Die elektronische Rechnung wird von Unternehmen kaum genutzt. Viele Betriebe kennen sich mit der E-Rechnung nicht aus.

Der Einsatz elektronischer Rechnungen fristet in Österreich noch immer ein Schattendasein. Die Mehrheit der Betriebe [52,4 Prozent] erhält maximal zehn Prozent der Fakturierungen auf diesem Weg, geht aus einer Umfrage der Wirtschaftskammer Österreich [WKÖ] unter 500 Unternehmen hervor. 62 Prozent der österreichischen Unternehmen haben aber zumindest schon einmal eine E-Rechnung erhalten.

Nur 4,5 Prozent der Unternehmen erhalten mehr als drei Viertel ihrer Rechnungen elektronisch, bei nur 5,5 Prozent sind es mehr als die Hälfte bis drei Viertel aller Rechnungen. Am häufigsten trudeln E-Rechnungen in Kleinstbetrieben mit bis zu vier Mitarbeitern ein: Dort haben 69,9 Prozent schon einmal eine E-Rechnung bekommen. Am seltensten ist das bei Betrieben mit 50 bis 249 Mitarbeitern der Fall [50 Prozent].

Gesetzliche Regeln nicht bekannt

Geradezu besorgniserregend ist laut Kammer ein weiteres Ergebnis der Umfrage: Das Gros der Betriebe kennt die für die E-Rechnung geltenden gesetzlichen Regeln nicht. "Es besteht noch sehr großer Aufklärungsbedarf in Sachen E-Rechnung", sagte Hochhauser.
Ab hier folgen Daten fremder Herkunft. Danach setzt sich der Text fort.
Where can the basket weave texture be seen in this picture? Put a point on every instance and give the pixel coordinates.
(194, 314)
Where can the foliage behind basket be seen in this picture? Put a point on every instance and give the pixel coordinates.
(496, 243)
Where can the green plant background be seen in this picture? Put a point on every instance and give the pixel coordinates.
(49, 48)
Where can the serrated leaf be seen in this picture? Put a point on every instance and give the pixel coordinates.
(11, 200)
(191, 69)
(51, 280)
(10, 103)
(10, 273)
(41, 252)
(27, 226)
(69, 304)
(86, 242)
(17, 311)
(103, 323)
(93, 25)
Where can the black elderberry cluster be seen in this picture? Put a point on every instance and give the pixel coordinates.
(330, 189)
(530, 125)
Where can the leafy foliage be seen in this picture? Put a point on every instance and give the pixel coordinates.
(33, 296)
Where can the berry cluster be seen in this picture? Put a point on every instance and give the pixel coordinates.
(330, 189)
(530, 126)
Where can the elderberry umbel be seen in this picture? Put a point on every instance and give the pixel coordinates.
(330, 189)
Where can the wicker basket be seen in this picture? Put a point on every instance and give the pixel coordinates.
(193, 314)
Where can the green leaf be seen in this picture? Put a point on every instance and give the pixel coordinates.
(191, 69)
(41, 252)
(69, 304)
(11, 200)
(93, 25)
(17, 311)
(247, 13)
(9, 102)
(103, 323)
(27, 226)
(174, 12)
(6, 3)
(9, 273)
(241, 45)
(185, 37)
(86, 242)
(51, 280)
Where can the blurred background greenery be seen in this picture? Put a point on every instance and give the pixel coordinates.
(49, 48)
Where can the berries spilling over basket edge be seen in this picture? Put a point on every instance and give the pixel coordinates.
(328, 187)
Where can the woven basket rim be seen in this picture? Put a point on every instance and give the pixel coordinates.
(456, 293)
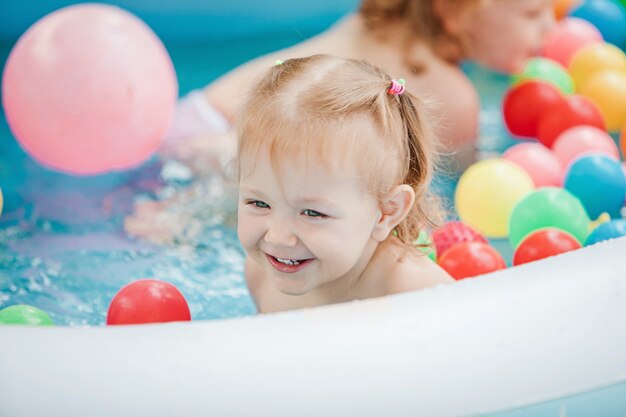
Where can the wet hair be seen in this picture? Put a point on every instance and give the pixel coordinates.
(339, 111)
(424, 22)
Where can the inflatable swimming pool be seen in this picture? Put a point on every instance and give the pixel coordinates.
(543, 339)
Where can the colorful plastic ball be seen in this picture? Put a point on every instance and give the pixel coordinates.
(598, 181)
(539, 162)
(148, 301)
(546, 70)
(567, 37)
(606, 231)
(548, 207)
(525, 103)
(575, 110)
(580, 140)
(563, 7)
(455, 232)
(607, 89)
(470, 259)
(608, 16)
(89, 89)
(594, 58)
(487, 192)
(25, 315)
(543, 243)
(424, 243)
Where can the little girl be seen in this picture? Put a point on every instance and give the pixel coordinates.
(421, 40)
(334, 163)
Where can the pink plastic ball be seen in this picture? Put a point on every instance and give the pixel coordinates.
(89, 89)
(579, 140)
(567, 37)
(539, 162)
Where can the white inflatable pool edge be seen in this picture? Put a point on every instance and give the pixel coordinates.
(528, 334)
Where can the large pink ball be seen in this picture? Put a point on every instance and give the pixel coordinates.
(539, 162)
(89, 89)
(567, 37)
(579, 140)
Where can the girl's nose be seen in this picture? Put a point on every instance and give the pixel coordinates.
(280, 234)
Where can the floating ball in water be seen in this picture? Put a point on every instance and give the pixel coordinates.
(567, 37)
(487, 192)
(539, 162)
(594, 58)
(89, 89)
(544, 243)
(470, 259)
(453, 233)
(148, 301)
(580, 140)
(598, 181)
(26, 315)
(524, 105)
(575, 110)
(548, 207)
(606, 231)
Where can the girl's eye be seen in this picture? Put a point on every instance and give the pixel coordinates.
(313, 213)
(258, 204)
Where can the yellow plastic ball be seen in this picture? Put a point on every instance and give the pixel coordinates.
(608, 90)
(595, 58)
(487, 192)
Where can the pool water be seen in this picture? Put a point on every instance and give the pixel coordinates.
(63, 247)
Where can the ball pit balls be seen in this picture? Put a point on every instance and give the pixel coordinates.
(455, 232)
(580, 140)
(575, 110)
(594, 58)
(546, 70)
(539, 162)
(598, 182)
(605, 231)
(470, 259)
(567, 37)
(609, 16)
(607, 89)
(25, 315)
(89, 89)
(487, 192)
(524, 105)
(148, 301)
(548, 207)
(544, 243)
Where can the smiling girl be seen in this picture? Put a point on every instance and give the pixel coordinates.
(334, 166)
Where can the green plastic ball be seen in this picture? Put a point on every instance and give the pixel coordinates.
(548, 207)
(25, 315)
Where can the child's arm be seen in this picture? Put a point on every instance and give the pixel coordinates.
(254, 278)
(406, 278)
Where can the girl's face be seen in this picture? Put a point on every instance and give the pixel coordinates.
(305, 226)
(503, 34)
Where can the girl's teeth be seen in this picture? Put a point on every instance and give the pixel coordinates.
(288, 261)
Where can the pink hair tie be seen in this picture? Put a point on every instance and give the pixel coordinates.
(397, 87)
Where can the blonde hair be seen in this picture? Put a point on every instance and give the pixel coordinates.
(425, 22)
(340, 109)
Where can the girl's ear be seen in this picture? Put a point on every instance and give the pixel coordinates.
(450, 13)
(394, 209)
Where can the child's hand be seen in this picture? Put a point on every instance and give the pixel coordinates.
(194, 117)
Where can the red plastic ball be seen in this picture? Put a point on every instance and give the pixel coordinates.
(573, 111)
(470, 259)
(148, 301)
(453, 233)
(544, 243)
(524, 104)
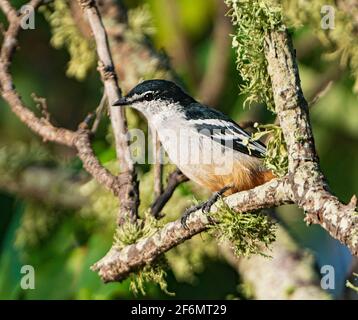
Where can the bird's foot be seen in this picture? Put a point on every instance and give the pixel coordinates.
(204, 206)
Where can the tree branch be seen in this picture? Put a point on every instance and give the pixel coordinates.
(308, 185)
(118, 264)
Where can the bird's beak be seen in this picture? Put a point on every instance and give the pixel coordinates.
(121, 102)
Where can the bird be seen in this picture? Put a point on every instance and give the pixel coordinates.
(205, 144)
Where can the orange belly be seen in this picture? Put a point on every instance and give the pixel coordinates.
(240, 177)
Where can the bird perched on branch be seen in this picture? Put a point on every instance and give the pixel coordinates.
(205, 144)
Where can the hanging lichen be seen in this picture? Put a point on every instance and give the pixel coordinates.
(65, 34)
(252, 21)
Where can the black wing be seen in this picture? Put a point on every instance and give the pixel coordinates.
(222, 129)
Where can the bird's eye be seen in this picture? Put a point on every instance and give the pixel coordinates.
(148, 96)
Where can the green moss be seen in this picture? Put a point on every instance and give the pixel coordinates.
(155, 272)
(351, 285)
(247, 233)
(65, 34)
(339, 42)
(252, 21)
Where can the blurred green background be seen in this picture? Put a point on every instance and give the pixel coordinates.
(62, 243)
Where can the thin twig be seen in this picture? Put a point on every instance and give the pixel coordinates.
(129, 194)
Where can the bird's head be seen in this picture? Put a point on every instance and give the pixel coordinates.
(153, 96)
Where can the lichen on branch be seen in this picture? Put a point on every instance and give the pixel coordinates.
(252, 21)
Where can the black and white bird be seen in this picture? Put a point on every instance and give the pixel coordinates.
(205, 144)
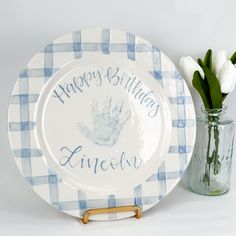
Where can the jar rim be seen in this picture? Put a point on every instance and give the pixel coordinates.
(214, 111)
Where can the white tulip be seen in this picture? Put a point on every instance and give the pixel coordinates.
(227, 77)
(187, 67)
(218, 60)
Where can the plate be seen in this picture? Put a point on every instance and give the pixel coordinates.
(101, 118)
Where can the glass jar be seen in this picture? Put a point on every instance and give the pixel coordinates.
(210, 167)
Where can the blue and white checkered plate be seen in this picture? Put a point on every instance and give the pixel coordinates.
(101, 118)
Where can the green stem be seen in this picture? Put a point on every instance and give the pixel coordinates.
(206, 178)
(213, 158)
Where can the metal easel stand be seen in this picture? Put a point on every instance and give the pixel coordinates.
(85, 219)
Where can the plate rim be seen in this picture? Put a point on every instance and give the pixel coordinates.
(54, 177)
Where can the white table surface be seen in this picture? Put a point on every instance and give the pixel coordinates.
(183, 27)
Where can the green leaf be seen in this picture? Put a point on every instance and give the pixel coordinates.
(202, 89)
(233, 58)
(224, 95)
(208, 59)
(214, 86)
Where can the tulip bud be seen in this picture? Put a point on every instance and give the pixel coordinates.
(227, 77)
(219, 58)
(187, 67)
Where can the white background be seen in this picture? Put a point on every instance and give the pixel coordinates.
(183, 27)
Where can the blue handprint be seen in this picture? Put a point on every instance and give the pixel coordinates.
(107, 124)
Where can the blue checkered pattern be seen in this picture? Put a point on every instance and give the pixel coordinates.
(29, 157)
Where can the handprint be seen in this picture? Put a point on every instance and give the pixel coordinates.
(107, 124)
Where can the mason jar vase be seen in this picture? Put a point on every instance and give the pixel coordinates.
(210, 167)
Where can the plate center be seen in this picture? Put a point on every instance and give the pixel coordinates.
(103, 125)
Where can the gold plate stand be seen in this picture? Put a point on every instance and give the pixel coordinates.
(138, 212)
Vor allem die rechtlichen Bestimmungen für den Vorsteuerabzug seien vielen Unternehmen noch immer nicht klar.

Konkret wusste nur ein knappes Drittel der Betriebe [32,9 Prozent], dass die E-Rechnung mit einer elektronischen Signatur versehen sein muss, um den Vorsteuerabzug geltend machen zu können.

Die große Verwirrung im Zusammenhang mit dem Vorsteuerabzug von E-Rechnungen ist laut Hochhauser einer der Hauptgründe, warum diese Form der Rechnungslegung - obwohl viel kostengünstiger und umweltfreundlicher - nach wie vor nur selten zum Zug kommt.

Zwei Maßnahmen

Die WKÖ schlägt zwei Maßnahmen vor: Einerseits müssten die Informationen über den sinnvollen Einsatz von digitaler Signatur und E-Rechnung ausgeweitet werden, andererseits müsse die Pflicht zur digitalen Signatur bei Kleinrechnungen unter 1.000 Euro abgeschafft werden.

Nach Erhebungen der WKÖ könnten durch einen verstärkten Einsatz der E-Rechnung jährlich bis zu 600 Mio. Euro eingespart werden. "Gegenüber der Papierrechnung können die Kosten um bis zu 70 Prozent gedrosselt werden", hieß es.

Die WKÖ bietet einen kostenlosen Online-Ratgeber für E-Rechnungsempfänger und -sender an.